High winds and dry conditions were the likely causes of a combine fire north of Morrill on Sunday, Nov. 15.
Ron Sittner was out in his combine bringing in the last of the corn. His daughter Amy and her husband Charles Banghart were at the end of the field setting up the electric fence.
Charles saw the fire from the road, and the couple raced back over to where Sittnerr was combining.
“We rushed over there, hoping my dad had gotten out of the cab,” Amy said. “Because that (fire) moves pretty quick, and we got over there, and luckily he was standing in the field away from the combine.”

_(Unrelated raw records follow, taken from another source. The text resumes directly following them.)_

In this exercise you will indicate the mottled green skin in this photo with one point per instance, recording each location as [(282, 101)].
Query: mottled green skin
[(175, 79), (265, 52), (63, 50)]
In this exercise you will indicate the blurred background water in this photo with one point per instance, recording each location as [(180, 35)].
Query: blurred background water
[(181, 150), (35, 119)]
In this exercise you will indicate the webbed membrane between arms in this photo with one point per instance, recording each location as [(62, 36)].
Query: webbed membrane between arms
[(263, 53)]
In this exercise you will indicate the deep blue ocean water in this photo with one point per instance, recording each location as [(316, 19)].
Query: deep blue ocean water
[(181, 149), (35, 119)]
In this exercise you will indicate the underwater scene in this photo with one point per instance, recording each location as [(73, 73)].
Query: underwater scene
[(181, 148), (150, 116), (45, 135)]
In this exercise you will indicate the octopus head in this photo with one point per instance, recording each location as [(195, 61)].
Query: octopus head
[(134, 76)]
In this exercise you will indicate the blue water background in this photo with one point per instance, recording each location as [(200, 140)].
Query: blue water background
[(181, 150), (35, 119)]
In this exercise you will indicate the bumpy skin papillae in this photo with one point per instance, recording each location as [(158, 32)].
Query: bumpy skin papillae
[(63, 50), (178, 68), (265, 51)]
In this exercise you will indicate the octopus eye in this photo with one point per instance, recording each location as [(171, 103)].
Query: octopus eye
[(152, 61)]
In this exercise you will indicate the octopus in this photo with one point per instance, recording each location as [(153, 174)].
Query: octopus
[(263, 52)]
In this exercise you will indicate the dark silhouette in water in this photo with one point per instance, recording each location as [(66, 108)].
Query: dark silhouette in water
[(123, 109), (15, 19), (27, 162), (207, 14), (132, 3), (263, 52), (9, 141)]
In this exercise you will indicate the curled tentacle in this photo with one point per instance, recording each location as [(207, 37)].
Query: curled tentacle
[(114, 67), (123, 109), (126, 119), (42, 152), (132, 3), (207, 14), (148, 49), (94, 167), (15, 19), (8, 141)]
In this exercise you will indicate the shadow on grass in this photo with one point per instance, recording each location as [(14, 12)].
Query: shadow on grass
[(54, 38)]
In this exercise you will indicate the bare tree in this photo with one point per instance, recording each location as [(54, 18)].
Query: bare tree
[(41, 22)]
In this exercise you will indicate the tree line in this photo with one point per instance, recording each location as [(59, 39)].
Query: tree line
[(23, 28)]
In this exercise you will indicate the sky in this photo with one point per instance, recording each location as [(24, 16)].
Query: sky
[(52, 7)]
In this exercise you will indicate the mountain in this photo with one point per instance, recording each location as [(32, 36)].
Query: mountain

The Morrill Volunteer Fire and Rescue were dispatched at 2:30 p.m. to the fire north of Morril on County Rd B.
“They (fire crew) had it knocked down pretty quick within five minutes,” said Morrill Volunteer Fire and Rescue Fire Cheif Matt Hinman. “Then just continued to monitor for hot spots and made sure everything cooled down and wouldn’t rekindle.”
The combine was traveling east to west. According to the National Weather Service, winds were gusting winds up to 44 mph, coming from the northwest.
Hinman said it’s likely the cornhusks and stalks got up under the manifold with the high winds and eventually sparked the fire.
The family still has about 70 acres left of corn to harvest, and the combine is probably a total loss.